While it may seem basic, assigning costs to the proper category can be confusing. Using the wrong category could affect your profit and margins. Assigning costs such as phone bills to “administration” is fairly straightforward and a standard practice among company owners.
But in many companies, field staff costs are lumped into the same administrative category, giving a skewed picture of actuals.
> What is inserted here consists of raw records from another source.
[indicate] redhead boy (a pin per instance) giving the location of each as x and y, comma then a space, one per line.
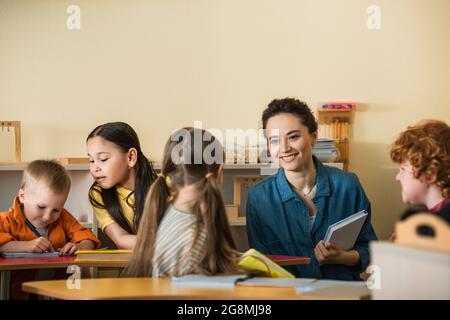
423, 153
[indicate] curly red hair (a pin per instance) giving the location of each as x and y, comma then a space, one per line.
426, 146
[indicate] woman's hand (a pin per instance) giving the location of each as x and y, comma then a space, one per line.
335, 254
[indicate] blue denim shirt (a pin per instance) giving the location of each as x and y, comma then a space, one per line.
278, 220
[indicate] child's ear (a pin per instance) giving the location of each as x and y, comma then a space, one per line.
430, 178
314, 137
132, 157
21, 195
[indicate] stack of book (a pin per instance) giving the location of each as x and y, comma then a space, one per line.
325, 150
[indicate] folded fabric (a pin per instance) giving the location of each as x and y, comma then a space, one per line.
254, 262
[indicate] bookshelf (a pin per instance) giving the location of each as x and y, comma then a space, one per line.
78, 201
336, 124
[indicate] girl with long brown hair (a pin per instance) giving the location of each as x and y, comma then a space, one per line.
184, 227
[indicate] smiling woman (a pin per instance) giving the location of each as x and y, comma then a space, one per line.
123, 176
288, 213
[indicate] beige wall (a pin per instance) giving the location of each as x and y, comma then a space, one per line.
162, 64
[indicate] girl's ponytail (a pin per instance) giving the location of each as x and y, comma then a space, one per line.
220, 252
145, 176
156, 204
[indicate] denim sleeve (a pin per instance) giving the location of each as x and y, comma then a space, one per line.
251, 222
367, 233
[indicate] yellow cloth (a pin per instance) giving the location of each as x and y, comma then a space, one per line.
254, 262
104, 219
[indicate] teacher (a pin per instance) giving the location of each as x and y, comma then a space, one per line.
289, 213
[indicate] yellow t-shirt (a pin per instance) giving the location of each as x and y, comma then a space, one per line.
104, 219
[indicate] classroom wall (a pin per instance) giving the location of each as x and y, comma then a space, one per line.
159, 65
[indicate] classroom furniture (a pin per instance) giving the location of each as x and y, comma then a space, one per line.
335, 124
9, 264
289, 260
16, 126
78, 202
416, 266
149, 288
161, 288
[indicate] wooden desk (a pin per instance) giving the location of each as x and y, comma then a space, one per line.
289, 260
9, 264
149, 289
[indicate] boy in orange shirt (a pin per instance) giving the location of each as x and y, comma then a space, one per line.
38, 222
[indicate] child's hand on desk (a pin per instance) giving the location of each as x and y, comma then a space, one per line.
69, 249
39, 245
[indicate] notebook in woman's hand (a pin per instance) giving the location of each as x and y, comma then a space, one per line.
345, 232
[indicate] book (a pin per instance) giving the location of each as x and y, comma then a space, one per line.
218, 281
345, 232
254, 262
103, 255
29, 254
334, 289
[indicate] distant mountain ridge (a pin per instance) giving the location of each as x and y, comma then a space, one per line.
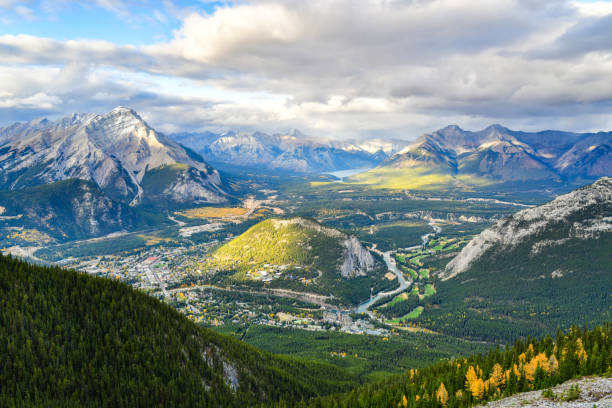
116, 151
503, 155
292, 151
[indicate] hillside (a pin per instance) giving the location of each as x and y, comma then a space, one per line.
300, 253
454, 158
535, 270
116, 151
68, 339
464, 382
65, 210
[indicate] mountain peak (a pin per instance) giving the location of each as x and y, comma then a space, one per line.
123, 110
496, 127
455, 128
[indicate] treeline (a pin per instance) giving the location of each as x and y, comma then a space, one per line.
526, 366
69, 339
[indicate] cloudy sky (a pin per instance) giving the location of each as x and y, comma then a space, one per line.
335, 68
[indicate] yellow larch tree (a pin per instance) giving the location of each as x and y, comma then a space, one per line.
442, 395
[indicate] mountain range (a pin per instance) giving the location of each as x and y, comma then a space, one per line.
293, 151
117, 151
455, 157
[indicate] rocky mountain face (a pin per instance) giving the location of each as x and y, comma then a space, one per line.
116, 151
358, 261
500, 154
296, 241
294, 151
581, 215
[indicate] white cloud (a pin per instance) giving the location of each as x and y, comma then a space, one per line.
384, 66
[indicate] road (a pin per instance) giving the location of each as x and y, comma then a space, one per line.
320, 300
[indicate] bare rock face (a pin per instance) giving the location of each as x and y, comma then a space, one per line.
358, 261
581, 214
115, 151
594, 392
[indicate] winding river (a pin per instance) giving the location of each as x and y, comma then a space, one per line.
392, 266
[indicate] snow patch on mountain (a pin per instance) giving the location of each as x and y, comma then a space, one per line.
115, 150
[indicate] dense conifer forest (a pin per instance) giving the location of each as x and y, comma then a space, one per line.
526, 366
69, 339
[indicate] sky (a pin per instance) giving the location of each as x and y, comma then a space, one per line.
331, 68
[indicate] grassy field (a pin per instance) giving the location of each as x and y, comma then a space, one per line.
415, 178
212, 212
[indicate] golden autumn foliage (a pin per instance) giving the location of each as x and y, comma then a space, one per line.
580, 351
442, 395
474, 384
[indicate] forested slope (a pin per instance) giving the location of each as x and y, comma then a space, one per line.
69, 339
527, 365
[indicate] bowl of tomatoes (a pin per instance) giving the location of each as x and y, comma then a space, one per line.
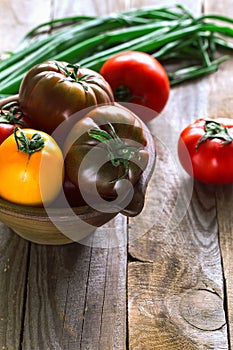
58, 186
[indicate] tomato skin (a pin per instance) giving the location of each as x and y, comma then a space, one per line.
49, 97
34, 179
144, 77
98, 171
211, 162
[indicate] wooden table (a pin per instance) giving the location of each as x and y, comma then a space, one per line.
171, 286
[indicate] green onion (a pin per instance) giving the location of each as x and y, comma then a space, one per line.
171, 34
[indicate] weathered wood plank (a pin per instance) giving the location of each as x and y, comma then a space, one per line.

About eight years ago, Ellen Chorba, controller at Clemleddy Construction, in Hawley, Pa., decided to change that by separating out the costs of the company’s field staff.
Goal-Oriented
Before you put anything into your system, ask, “What do I want to get out of the system and what do I want to learn?” Chorba says. “We isolate the costs of our carpenters to better understand what they are making for the company and what they cost the company.”
Chorba pulls out any costs associated with each of the company’s four carpenters (the project manager’s costs are considered administrative) such as vehicle use, insurances, cell phones, workers’ comp, and payroll taxes.
For some costs, such as workers’ compensation, she looks at the lump sum and allocates a percentage instead of calculating an exact number each time. Chorba creates a spreadsheet on costs each week and runs a WIP (work-in-progress) report and a profit and loss statement every month.
Before she began this procedure, all Clemleddy Construction’s field staff costs were being billed to general administration. “We couldn’t see their true costs,” Chorba says. Although the bottom line would come out the same regardless, the company’s “general overhead number would be higher and the carpenter figures would be lower,” she says. “Maybe we wouldn’t be billing enough for our carpenters if we weren’t accounting for all their expenses. It’s a little bit more work on the front end but we can clearly see costs.”
—Stacey Freed, senior editor, REMODELING.